Cheese Nut Loaf, Modified From Greens - cooking recipe

Ingredients
    1 1/2 cups cooked brown rice (1 cup dry rice = 3 cups cooked rice, so if doubling the recipe, use 1 cup dry)
    1 1/2 cups walnuts
    1/2 cup cashews
    1 medium yellow onion, finely chopped
    2 T. butter
    Salt
    2 cloves garlic, finely chopped
    1 C. mushrooms, mixed (baby bella, shitake, oyster, etc)
    2 T. parsley, chopped
    2 tsp. thyme leaves, chopped, or 1/2 tsp. dried thyme
    1 T. marjoram, chopped, or 1 tsp. dried marjoram
    1 tsp. sage, chopped, or 1/2 tsp. dried sage
    4 eggs, beaten
    1 cup cottage cheese
    9 to 12 oz. cheese, grated (use a variety of cheeses Gruyere, cheddars, muenster, Fontina, jack)
    Pepper
Preparation
    Preheat oven to 375. Cook rice. Chop nuts finely. (Cuisinart is big help with nuts, cheese, onions.) Cook onion in butter over moderate heat until translucent. Season with salt, add garlic, chopped mushrooms, dried mushrooms, herbs. Cook until mushroom liquid reduced. Combine with rice, nuts, eggs, cottage cheese, and grated cheese.

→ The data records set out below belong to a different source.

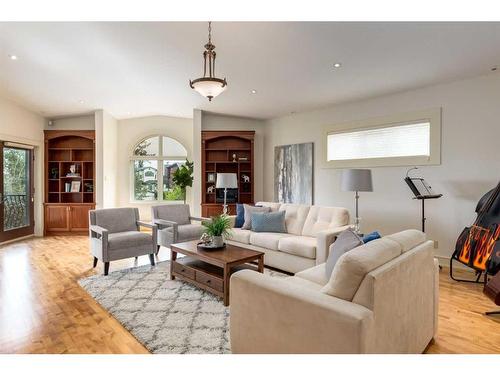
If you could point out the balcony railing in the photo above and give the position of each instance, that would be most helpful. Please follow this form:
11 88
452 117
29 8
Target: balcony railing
16 211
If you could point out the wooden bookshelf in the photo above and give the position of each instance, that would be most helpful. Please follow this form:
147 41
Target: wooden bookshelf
66 210
226 152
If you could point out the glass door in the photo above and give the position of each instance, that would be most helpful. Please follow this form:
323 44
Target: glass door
16 191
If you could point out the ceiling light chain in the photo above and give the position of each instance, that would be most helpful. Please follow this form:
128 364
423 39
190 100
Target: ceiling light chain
209 86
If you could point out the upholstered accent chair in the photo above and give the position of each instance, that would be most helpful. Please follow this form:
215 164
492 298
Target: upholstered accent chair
115 234
174 224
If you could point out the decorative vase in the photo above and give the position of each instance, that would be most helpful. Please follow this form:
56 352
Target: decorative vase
218 241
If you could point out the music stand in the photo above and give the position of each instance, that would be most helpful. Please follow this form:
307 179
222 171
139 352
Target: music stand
422 191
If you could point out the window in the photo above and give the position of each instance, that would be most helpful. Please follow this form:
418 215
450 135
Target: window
154 161
412 140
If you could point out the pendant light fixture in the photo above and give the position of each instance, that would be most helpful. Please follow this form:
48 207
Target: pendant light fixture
209 86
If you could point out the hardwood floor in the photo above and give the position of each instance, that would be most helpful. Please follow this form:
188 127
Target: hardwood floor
44 310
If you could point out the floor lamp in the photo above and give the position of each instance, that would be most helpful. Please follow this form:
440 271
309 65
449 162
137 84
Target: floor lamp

Season with black pepper and more salt if needed.
    Lightly butter a loaf pan. Fill and bake at 375 until top is golden and rounded, about 1 hour, 15 minutes plus. Loaf should be firm when you shake pan.
    Let loaf sit for 10 min before flipping onto serving plate. Serve with roasted red bell peppers and asparagus if desired.